How to run the Correct PacBio Reads tool

To start the tool, go to:

        Toolbox | Legacy Tools (Image legacy_tools) | Correct PacBio Reads (legacy) (Image longreads_error_correct_16_n_p) In this dialog, you can select one or more sequence lists containing the raw PacBio reads that should be corrected.

Click Next to set the parameters for the error correction. This opens the dialog shown in figure 14.4.

Image correct_pacbio_reads_step1
Figure 14.4: Set Coverage percentage of reads to correct for the error correction.

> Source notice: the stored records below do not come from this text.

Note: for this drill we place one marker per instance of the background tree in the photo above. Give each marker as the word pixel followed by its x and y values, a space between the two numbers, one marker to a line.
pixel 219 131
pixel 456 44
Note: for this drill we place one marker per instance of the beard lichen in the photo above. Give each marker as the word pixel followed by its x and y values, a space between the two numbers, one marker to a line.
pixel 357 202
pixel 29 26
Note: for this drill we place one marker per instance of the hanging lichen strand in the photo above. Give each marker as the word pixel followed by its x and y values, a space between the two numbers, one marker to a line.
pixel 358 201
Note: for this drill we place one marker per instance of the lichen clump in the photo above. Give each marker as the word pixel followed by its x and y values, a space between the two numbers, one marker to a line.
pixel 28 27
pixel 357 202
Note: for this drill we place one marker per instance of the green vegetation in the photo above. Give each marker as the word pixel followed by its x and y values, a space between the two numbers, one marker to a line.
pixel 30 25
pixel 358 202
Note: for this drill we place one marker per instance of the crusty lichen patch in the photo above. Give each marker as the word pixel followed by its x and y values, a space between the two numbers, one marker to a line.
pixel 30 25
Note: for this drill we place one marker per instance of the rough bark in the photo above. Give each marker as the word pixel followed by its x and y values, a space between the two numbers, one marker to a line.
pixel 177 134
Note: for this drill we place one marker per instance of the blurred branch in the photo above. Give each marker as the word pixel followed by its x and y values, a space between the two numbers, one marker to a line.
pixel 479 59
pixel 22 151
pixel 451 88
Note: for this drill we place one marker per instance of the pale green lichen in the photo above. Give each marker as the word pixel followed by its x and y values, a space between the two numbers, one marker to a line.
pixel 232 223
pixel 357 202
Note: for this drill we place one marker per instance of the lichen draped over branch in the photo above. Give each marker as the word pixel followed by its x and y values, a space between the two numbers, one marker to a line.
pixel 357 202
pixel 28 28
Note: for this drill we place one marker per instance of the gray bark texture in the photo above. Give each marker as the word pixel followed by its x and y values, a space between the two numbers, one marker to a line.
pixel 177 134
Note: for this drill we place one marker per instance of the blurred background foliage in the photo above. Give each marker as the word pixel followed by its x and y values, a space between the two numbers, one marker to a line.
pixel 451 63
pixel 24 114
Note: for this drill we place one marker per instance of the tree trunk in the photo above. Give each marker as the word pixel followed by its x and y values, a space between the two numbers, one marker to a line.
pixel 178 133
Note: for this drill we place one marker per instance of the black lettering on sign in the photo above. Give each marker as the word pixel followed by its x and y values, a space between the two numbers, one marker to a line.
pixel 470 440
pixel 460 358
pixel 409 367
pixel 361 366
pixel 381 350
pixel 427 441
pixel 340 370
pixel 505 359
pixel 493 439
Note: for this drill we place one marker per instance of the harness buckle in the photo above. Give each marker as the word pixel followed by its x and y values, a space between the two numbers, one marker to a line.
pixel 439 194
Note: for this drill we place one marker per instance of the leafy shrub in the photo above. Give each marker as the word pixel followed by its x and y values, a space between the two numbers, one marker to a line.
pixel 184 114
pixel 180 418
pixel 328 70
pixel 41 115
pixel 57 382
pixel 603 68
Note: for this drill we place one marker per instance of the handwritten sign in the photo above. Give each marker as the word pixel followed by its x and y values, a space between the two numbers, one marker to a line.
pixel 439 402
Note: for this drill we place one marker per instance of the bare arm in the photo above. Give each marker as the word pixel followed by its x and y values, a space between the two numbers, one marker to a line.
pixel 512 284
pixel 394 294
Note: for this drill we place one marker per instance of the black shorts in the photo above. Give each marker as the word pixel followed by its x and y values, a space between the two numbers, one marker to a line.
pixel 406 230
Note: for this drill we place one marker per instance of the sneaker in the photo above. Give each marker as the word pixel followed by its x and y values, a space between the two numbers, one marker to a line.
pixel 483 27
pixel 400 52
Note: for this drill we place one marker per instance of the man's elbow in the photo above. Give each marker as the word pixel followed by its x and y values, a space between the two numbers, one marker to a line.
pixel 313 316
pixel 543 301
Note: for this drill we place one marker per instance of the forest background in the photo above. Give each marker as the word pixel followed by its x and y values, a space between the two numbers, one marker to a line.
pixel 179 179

In this dialog, you can set the Coverage percentage of reads to correct. The error correction tool will correct a number of long reads amounting to the entered fraction of the total coverage. The remaining shorter reads are used to perform the correction. For example, if the Coverage percentage of reads to correct is set to 25%, the tool will correct a subset of the longest reads that amounts to 25% of the total coverage using the remaining shorter reads. The De Novo Assemble PacBio Reads (legacy) tool needs at least 25-30x coverage on microbial genomes in order to obtain a high-quality assembly. Thus, the Coverage percentage of reads to correct should be chosen such that the corrected reads supply a coverage of at least 25-30x. This means that if your dataset has coverage of about 200x, you should set Coverage percentage of reads to correct to 12-15%. For datasets with very high coverage, you can get a better error correction by lowering the Coverage percentage of reads to correct and at the same time get a sufficiently high coverage by the corrected reads to obtain a good assembly quality. Any reads containing ambiguous nucleotides are discarded before the Coverage percentage of reads to correct is calculated and will not be used in the error correction.

Click Next to set the output options, and click Finish to start the error correction.